針は止まらず爆散を続け、砂煙が舞い前が見えない。
<何も見えなくて草>
<かずやん…大丈夫か?>
<ダンジョンの壁えぐれてたんだが…>
<グロ画像とか流石に勘弁…>
――そして音が止む。
「いやー…なかなか激しい洗礼でしたね!」
<無傷w>
<知ってたww>
<【10,000円】「姫っちゃん」良かったー師匠無事でした!>
<姫っちゃんだ!>
<姫降臨!>
<姫っちゃんキタ――(゚∀゚)――!!>
<姫っちゃんキタ――(゚∀゚)――!!>
「姫っちゃんだ。ありがとうーでも流石にびっくりしましたね。盾が壊れるか先か、針がなくなるのが先かって感じだったんで…」
<【666円】「絶許」絶許!絶許!絶許!>
<これは…絶許氏も心配していらっしゃる…ぞ?>
…自信ないのかよ!
腕を失ったサボテンがくねくね動くと、腕が風船のようにぷくぅーっと生え…。
「あっ、これ駄目な奴。ちょっと仕留めますね!」
短剣に氣を込める。
大きな氣の刃を作り出しそして何度も放ち…そこら中にいたサボテンを一掃した。
<こんな攻略の仕方するのかずやんぐらいだろ…>
<普通はどうやって攻略するんだ?>
<火炎放射器をぶっ放すとか?>
<植物だからやっぱりそうなるよなー>
「サボテン…うん、これはいい食材ですね!」
<サボテンって食べれるの?>
<海外だと普通に食べる地域もあるみたい>
<ただこれだけってのも…味気ないような…>
「あっ、流石にサボテン料理作って終わりとかはないのでご安心ください!酒を飲むのに肉は必須ですからね!」
<ですよねー!>
<そういやさっきの猿は?>
<猿は…どうなんだろう?でも食べたいって感じがしないよな…>
<中国 猿 脳みそ…>
<それ以上はやめろww>
「猿は…猿の皮は素材になりそうなんですが、肉は食べたいと思わなかったのでスルーですね。
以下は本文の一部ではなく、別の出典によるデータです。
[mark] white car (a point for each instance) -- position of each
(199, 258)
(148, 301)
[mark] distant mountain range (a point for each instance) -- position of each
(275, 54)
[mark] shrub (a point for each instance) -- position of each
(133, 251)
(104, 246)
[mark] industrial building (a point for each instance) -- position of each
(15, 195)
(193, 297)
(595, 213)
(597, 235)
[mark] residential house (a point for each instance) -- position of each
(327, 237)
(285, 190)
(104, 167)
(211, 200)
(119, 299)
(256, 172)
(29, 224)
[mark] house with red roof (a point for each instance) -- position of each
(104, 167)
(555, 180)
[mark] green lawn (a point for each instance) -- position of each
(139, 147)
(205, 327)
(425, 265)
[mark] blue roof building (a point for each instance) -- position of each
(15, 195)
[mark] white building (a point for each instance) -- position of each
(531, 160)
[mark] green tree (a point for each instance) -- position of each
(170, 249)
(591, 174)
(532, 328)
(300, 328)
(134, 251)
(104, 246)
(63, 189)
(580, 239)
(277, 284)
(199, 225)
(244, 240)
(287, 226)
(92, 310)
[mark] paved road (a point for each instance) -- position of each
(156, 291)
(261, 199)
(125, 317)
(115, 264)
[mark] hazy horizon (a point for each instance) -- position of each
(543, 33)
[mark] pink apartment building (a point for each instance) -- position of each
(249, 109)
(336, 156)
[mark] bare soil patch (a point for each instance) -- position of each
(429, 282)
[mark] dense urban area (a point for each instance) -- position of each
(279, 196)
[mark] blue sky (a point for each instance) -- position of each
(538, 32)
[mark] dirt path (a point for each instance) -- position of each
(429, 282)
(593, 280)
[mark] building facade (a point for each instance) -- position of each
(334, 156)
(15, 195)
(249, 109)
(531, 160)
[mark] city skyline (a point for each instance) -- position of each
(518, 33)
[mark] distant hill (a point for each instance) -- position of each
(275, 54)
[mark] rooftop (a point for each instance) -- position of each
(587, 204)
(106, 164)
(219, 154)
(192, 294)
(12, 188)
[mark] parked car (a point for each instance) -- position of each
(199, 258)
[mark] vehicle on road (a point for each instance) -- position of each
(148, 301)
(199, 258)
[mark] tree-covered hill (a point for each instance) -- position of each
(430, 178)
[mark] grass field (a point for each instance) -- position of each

なのでドンドン進んでいきます!」
サボテンの後、次の層では再び猿の群れに遭遇して猿狩り。
取れ高が…と思った矢先に出てきたのはアイスバジリスク。
本来爬虫類は寒さに弱そうだが、次の層に進むための洞窟の入口を塞いでいた。
<でけぇー!!>
<きれいな皮の色してるな>
そうこの大蛇は半透明の身体をしていた。
透き通った白よりのピンクの鱗が雪の世界に映えを生む。
パッと見るとすごくきれいだが、バジリスクという名だけあって顔がイカツイ。
大きく開いた口は人1人ぐらいはすっぽり入るだろう。
蛇皮は高級素材、取れ高はあるが…できるだけ一撃で仕留めたいところだ。
瑠璃色の刀身が輝く短刀を鞘に戻す。
「蛇皮はいい素材なので…一撃で仕留めたいと思います!」
<一撃宣言って…>
<普通そんなこと言えないww>
<【10,000円】やっちゃえかずやん!>
突進してくるアイスバジリスクに向かい仁王立ちして、短刀を構える。
アイスバジリスクが口を大きく開きこちらを飲み込もうとした一瞬――
「居合、桜華一閃!!」
キンッ!
瑠璃色の閃光が走り、刀が鞘に戻る音が響く。
「ふぅ…うまくいったようですね」
ズルリと首が落ちるアイスバジリスク。
<は?>
<えっ?>
<短刀で居合?>
<ま?>
<【50,000円】「武蔵境」ほう…中々おもしろい>
<む、武蔵境さん!?!?>
<いやいや一撃がおかしいってww>
「ありがとうございます。刀使いの武蔵境さんほどではないですよ。さて、きれいな状態で蛇皮をゲット出来ましたね!蛇の肉は前食べたので、肉は別の機会に食べたいと思います!ただ…アイスバジリスクの肉って毒とか大丈夫なんですかね…その辺も後々検証したうえで食べられたら食べますね!」
バジリスクを狩ったまでは良かったが、その後も良い食材に巡り合えず…
深層を進めていくも気付けばフロアボスだ。
「いやー…深層踏破する気はなかったんですが…ここまで来たらいっちゃいますかー」
<【10,000円】きんちょうかーん!!!>
―――――――――――
あれ?フロアボスまできちゃった笑
「★★★」や「ブクマ」いつもありがとうございます!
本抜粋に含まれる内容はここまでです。